Phoebe Mulcaire, Swabha Swayamdipta, and Noah A. Smith.

Previous approaches to multilingual semantic dependency parsing treat languages independently, without exploiting the similarities between semantic structures across languages. We experiment with a new approach where we combine resources from a pair of languages in the CoNLL 2009 shared task (Hajič et al., 2009) to build a polyglot semantic role labeler. Notwithstanding the absence of parallel data, and the dissimilarity in annotations between languages, our approach results in an improvement in SRL performance on multiple languages over a monolingual baseline. Analysis of the polyglot model shows it to be advantageous in lower-resource settings.

A Neural Model for Language Identification in Code-Switched Tweets — LICS 2016

Aaron Jaech, Phoebe Mulcaire, Mari Ostendorf, and Noah A. Smith.

Language identification systems suffer when working with short texts or in domains with unconventional spelling, such as Twitter or other social media. These challenges are explored in a shared task for Language Identification in Code-Switched Data (LICS 2016). We apply a hierarchical neural model to this task, learning character and contextualized word-level representations to make word-level language predictions. This approach performs well on both the 2014 and 2016 versions of the shared task.

Hierarchical Character-Word Models for Language Identification
 — SocialNLP 2016

Aaron Jaech, Phoebe Mulcaire, Shobhit Hathi, Mari Ostendorf, and Noah A. Smith.

Social media messages’ brevity and unconventional spelling pose a challenge to language identification. We introduce a hierarchical model that learns character and contextualized word-level representations for language identification. Our method performs well against strong baselines, and can also reveal code-switching.
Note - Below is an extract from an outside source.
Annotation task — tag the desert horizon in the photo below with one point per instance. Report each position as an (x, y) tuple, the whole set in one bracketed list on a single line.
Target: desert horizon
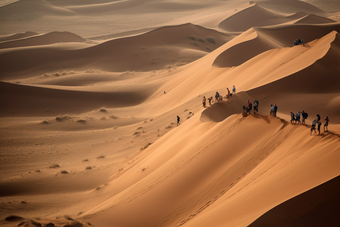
[(145, 113)]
Many Languages, One Parser — TACL, July 2016

Waleed Ammar, Phoebe Mulcaire, Miguel Ballesteros, Chris Dyer, and Noah A. Smith.

We train one model for dependency parsing and use it to parse competitively in several languages. The parsing model uses multilingual word clusters and multilingual word embeddings alongside learned and specified typological information, enabling generalization based on linguistic universals and typological similarities. Our model can also incorporate language-specific features (e.g., fine POS tags), enabling still letting the parser to learn language-specific behaviors. Our parser compares favorably to strong baselines in a range of data scenarios, including when the target language has a large treebank, a small treebank, or no treebank for training.

Massively Multilingual Word Embeddings — ArXiv, Feb 2016

Waleed Ammar, Phoebe Mulcaire, Yulia Tsvetkov, Guillaume Lample, Chris Dyer, and Noah A. Smith.

We introduce new methods for estimating and evaluating embeddings of words in more than fifty languages in a single shared embedding space. Our estimation methods, multiCluster and multiCCA, use dictionaries and monolingual data; they do not require parallel data. Our new evaluation method, multiQVEC-CCA, is shown to correlate better than previous ones with two downstream tasks (text categorization and parsing). We also describe a web portal for evaluation that will facilitate further research in this area, along with open-source releases of all our methods.